Although it was not the primary intention from Microsoft’s team initially, the open and modern approach of the protocol convinced many tool and language developers to work and support on this common protocol. That way it has nowadays evolved to a de-facto standard. Java in VS Code, C# in Eclipse, TypeScript in Atom – even domain specific languages (DSLs) can be supported in any editor now. All that it takes is to implement a single protocol! And a bit tool-specific glue code to integrate a language server into specific clients.
Even if this doesn't sound that difficult, there is still a lot to be done for the providers – IDE providers need to generify their editing facilities and offer pluggable extensions for their tools. While VS Code as first provider naturally supports all features, others have to implement this.
Eclipse as a major player has various initiatives for supporting the LSP: Since Eclipse is implemented in Java, a Java implementation of the protocol is required. The LSP4J project provides a framework that can be used for both Java based client and server implementations. With LSP4E a common API is offered to integrate language servers through the Eclipse plug-in mechanism, and the new Generic Editor interacts with language servers connected to the IDE. On the language provider side the Xtext framework is implementing the protocol’s server side for textual domain specific languages, opening up the vast amount of Xtext based languages to completely new editing environments.

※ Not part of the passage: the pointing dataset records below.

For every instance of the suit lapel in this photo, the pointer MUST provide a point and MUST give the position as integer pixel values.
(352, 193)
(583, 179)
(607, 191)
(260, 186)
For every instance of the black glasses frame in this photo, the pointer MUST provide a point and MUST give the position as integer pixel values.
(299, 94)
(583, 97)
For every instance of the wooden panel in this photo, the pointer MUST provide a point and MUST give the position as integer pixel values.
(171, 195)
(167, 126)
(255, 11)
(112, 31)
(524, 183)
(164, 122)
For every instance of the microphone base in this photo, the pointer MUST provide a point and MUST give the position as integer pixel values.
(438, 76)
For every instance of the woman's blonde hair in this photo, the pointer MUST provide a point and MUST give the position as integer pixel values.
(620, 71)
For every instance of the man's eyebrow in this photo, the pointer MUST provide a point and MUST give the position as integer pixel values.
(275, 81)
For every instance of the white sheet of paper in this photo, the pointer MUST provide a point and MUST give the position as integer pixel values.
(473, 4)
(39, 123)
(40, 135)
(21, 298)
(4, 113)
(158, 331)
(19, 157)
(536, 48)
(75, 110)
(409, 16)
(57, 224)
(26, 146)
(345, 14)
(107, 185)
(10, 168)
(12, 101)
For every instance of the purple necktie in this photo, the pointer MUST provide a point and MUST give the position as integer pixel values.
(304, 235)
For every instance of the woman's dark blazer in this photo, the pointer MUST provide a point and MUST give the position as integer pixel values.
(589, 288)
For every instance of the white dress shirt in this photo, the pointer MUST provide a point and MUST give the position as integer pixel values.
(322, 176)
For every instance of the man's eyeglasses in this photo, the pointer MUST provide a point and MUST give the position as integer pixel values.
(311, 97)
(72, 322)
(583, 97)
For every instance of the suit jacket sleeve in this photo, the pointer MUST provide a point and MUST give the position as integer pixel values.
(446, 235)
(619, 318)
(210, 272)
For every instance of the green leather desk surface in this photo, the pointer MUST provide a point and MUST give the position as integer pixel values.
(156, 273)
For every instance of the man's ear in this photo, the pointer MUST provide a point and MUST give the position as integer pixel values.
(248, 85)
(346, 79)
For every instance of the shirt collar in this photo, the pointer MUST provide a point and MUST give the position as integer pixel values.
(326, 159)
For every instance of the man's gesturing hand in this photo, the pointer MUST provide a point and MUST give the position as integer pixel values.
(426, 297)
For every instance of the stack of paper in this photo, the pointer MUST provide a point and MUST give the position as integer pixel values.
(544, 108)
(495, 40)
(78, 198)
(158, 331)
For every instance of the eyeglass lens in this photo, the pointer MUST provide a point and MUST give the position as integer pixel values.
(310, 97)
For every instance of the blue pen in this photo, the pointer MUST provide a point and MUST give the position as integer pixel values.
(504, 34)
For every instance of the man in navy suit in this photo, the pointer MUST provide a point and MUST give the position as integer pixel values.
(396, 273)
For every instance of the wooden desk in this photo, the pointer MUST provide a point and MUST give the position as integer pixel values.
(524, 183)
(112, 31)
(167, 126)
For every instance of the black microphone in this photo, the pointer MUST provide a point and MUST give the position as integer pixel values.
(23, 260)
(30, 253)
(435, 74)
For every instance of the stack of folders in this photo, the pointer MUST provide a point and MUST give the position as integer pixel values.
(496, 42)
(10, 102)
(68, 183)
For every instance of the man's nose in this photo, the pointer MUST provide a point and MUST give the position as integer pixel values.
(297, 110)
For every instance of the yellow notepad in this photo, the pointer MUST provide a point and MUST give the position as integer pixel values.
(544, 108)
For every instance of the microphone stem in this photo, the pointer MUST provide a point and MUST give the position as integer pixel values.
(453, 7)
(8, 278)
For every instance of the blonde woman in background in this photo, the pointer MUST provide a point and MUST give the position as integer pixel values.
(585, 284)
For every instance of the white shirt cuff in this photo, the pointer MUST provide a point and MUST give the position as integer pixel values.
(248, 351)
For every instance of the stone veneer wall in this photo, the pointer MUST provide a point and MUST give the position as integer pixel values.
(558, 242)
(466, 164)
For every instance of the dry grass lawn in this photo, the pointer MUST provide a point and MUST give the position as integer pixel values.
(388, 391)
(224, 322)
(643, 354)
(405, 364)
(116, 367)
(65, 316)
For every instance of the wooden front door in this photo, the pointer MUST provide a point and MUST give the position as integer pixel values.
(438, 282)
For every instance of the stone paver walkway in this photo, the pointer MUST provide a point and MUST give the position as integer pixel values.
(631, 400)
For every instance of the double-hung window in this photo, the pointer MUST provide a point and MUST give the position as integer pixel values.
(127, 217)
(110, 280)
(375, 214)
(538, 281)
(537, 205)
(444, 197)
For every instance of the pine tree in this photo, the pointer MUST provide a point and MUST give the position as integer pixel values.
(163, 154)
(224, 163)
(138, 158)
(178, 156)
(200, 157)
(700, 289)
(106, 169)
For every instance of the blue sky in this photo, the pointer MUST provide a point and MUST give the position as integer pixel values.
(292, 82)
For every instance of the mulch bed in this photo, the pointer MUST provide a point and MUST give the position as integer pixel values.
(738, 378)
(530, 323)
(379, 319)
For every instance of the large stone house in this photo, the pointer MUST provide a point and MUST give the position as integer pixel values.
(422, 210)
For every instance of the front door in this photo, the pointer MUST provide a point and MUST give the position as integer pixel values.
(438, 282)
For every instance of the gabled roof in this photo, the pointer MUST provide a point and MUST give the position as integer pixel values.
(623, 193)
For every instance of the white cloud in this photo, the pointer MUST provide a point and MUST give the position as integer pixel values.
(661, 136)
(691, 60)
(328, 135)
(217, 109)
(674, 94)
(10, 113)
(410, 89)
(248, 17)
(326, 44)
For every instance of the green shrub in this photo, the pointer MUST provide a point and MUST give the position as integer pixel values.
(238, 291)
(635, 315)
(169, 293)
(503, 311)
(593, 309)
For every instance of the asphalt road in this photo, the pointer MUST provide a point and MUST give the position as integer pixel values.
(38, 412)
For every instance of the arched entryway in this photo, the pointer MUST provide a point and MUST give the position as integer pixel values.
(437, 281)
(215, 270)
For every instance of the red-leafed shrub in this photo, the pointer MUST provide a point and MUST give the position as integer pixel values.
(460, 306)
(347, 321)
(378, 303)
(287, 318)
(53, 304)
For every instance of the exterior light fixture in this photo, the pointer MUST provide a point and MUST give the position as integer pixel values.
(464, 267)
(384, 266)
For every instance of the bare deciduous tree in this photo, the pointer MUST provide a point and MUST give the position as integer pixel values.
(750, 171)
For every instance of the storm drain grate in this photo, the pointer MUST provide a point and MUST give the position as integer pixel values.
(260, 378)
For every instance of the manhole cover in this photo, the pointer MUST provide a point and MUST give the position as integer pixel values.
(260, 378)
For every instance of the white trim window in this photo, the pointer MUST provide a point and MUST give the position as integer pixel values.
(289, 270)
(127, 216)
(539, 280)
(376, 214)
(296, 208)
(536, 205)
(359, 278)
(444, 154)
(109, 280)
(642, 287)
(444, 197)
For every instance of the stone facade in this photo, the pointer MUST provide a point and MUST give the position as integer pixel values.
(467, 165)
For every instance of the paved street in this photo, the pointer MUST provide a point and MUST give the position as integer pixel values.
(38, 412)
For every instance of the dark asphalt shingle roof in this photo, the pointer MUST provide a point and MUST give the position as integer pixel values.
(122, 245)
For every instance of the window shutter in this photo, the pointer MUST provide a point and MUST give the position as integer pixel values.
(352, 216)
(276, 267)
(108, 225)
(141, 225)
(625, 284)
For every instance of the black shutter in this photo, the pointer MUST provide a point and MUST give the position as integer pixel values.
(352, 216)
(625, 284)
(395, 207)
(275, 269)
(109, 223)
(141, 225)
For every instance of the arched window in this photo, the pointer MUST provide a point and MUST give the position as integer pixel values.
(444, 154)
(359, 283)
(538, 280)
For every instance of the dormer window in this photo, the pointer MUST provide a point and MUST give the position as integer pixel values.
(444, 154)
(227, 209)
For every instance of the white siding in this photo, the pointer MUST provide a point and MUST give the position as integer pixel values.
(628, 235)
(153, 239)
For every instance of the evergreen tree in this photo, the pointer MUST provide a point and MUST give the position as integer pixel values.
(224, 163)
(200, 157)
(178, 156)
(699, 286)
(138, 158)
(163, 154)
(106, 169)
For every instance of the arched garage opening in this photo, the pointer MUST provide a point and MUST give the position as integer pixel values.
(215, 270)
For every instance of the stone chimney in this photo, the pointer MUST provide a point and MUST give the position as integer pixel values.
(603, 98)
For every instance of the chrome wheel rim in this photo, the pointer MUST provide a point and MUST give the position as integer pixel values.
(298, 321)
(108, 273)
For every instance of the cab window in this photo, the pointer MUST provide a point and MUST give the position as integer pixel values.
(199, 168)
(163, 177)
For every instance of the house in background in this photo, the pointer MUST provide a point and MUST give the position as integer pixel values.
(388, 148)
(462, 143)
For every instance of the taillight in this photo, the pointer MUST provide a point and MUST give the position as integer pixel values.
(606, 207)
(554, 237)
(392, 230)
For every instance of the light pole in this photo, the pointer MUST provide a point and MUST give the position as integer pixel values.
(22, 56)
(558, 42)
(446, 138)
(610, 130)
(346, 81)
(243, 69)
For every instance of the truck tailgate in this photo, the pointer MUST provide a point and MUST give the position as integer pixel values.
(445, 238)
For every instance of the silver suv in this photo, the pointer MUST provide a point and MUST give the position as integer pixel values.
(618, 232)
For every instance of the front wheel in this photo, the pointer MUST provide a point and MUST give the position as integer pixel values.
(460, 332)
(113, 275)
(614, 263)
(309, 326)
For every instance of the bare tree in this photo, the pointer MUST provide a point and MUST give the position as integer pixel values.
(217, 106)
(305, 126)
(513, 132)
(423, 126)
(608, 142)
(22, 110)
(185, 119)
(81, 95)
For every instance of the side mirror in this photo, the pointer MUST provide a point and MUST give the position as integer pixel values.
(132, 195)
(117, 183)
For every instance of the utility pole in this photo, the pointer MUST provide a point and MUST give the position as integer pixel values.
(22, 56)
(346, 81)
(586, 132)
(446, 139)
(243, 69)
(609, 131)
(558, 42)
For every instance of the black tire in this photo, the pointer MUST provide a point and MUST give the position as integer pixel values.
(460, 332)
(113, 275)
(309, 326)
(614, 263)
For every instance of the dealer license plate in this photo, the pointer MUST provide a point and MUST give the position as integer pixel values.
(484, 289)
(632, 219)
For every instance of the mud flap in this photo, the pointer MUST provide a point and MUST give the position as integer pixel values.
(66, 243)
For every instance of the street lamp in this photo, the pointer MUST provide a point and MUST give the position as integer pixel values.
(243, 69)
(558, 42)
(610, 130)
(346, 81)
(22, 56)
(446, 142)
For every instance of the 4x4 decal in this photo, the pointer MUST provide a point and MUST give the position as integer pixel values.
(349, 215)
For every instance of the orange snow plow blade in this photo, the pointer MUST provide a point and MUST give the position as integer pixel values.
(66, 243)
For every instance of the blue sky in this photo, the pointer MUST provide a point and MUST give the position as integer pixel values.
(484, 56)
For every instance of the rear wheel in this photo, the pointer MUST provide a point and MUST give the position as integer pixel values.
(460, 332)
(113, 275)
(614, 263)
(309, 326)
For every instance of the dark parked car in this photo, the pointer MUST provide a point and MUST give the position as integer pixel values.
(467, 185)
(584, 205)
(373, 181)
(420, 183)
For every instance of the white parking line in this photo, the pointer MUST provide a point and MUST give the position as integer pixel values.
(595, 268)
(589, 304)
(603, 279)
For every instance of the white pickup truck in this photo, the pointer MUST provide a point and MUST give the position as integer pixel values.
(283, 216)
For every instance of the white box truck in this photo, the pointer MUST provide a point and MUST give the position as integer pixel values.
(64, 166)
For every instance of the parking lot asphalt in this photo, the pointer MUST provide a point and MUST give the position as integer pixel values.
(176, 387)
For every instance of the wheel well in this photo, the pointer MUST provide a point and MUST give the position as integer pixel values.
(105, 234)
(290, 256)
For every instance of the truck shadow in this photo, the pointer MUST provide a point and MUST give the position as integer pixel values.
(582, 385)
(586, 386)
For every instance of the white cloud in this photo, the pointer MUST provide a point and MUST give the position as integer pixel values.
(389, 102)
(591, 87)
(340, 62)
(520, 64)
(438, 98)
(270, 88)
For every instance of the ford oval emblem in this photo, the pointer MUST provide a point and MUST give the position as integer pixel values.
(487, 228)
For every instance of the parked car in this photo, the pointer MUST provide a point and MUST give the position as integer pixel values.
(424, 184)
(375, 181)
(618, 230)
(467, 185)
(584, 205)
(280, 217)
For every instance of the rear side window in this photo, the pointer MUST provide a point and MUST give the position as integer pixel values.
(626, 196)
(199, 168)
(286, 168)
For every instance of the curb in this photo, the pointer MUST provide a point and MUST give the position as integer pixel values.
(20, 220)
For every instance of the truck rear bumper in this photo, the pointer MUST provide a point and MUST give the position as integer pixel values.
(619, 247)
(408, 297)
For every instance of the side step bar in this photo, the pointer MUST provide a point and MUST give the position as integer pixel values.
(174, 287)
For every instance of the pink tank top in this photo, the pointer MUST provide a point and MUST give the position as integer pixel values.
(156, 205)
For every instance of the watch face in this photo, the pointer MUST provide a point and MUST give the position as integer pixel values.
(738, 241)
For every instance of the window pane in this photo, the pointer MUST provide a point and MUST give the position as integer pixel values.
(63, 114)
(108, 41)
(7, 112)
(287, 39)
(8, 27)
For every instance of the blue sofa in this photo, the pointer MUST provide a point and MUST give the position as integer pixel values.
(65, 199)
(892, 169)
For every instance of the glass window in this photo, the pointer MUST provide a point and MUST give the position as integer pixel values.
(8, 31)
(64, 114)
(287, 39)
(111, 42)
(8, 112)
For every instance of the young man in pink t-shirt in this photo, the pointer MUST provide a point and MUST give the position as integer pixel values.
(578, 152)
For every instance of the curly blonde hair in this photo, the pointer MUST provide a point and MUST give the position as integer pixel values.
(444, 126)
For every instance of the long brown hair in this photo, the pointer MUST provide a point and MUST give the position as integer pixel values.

Other widely used editing environments like Emacs, Eclipse Eclipse Che, Sublime are working on or already have support for the protocol. However, IntelliJ IDEA as one of the most used IDEs currently does not have plans to support the protocol. A feature request was opened but until today it does not seem that IntelliJ will work on that in the near future. While IntelliJ did a great job on attracting developers to use their IDEs, making it even more popular than Eclipse for Java and Web Development, it bares the risk that they miss jumping onto the express train where all the other cool guys are already on and celebrating parties. With the increasing speed of language evolvement they will have a hard way to keep up the speed, and will miss support of new languages.
This is a chance for a renaissance of Eclipse, and the Eclipse community is doing a great job on modernizing and stabilizing the core IDE. Other IDEs have the chance to get a bigger piece of the pizza, and developers are free to choose whatever tool and language they favor without tool lock-in.